My magic trick: Someone thinks of a number, but does not tell me their number. They multiply this number by 4. Then they add 7. They tell me the result. Then I tell them their original number.
This of course is a simple algrebra problem. If there final result is 31, I am trying to solve the problem 4x + 7 = 31. (I vary what they multiply by and what they add.)
I am the one doing the algebra. In my experience, everyone wants to be the magician once they are comfortable with the problem. So my students will get their chance.
But to start, let's use the fact that they are doing the
But to start, they are on exactly the right side of the equation. They are taking a number, multiplying
I gave my high school student the problem of solving 3x + 2 = 11. He subtracted 2 from both sides, just like I had taught him. That gave him 3x = 9. Then he subtracted 3 from both sides to get x = 6. That's a typical result from trying to remember rules -- close in memory, but essentially useless for solving the equation.
What should I do? I could have just repeated my rules again, in the hope that he would eventually understand them. But I decided to try for some understanding. First I did some loox problems, and discovered that he could solve 3x + 2 = 11 as a loox problem.
What next? A clue is that the answer 6 is in some sense ridiculous -- 3 times 6 plus 2 does not equal 11. That suggests an inability to check his answer, which means he couldn't solve the problem in a backwards direction. So I had do the backwards problem -- he thought of a number, muliplied it by something, added something to it, and told me the answer. Then I had to guess what his number is.
I appeal to your intuition. Doesn't it seem like someone should be able to do the problem in this direction? Can you imagine trying to solve the problem in the correct direction if you couldn't do it in the backwards direction? So I think this was a good exercise for him. It seemed to be both fun and challenging for him, which is a very good sign for learning (although it could have been fun or challenging for the wrong reasons).
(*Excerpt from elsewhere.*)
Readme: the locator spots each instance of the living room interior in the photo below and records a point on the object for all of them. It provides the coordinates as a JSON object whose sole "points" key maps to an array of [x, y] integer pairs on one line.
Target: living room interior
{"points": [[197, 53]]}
I then tried this same perspective on my third-graders. They choose a number from 1 to 10, multiplied it by a number, then added something to it and told me the answer. I told them what number they started with. They weren't impressed. So I thought of a number, multiplied it by something, added something to it, and gave them the result. I wrote it as an algebra equation 3 x k + 7 = 19. I am not sure that one of them got it, but the other two subtracted 7 from 19 to get twelve, then asked themselves what number times 3 equals 12, getting the answer 4.
So, to my surprise, they were solving algebra equations. Subtracting instread of adding didn't stop them. I choose a larger number and suggested dividing to find out what number times 8 equals 120. We were having a contest, and I was losing.
A More Complex Equation
Just to make things a little more challenging, I changed the equation to something like 4k + 5 = k + 17. They declared this to be impossible to determine. I should note that to understand the equation, they rewrote it substituting "some number" for k. In a sense this shows an incomplete mastery of variables, because they shouldn't need to do that. But in another sense, it shows that they know exactly what a variable means and they are treating it meaningfully, not just mindlessly manipulating symbols.
So, following my logic, I let them make up an equation like that for me to solve. In the time remaining, they couldn't do that. (To be more precise, they had to know the solution to the equation, which means deciding on their answer in advance and then constructing an equation around that solution.) They wanted to continue this next time. I predict that when they can make up a problem like that for me to solve, then they will be able to solve my problem, or at least come close to solving it (or understand the method if I tell it to them).
The "Know-Your-Number" Trick
There is a "magic trick" that goes like this. You select a number, you add 3, you multiply by 2, you subtract 10, you divide by 2, then tell the magician the final result. The magician then tells you your original number. These problems are just a variation on that trick.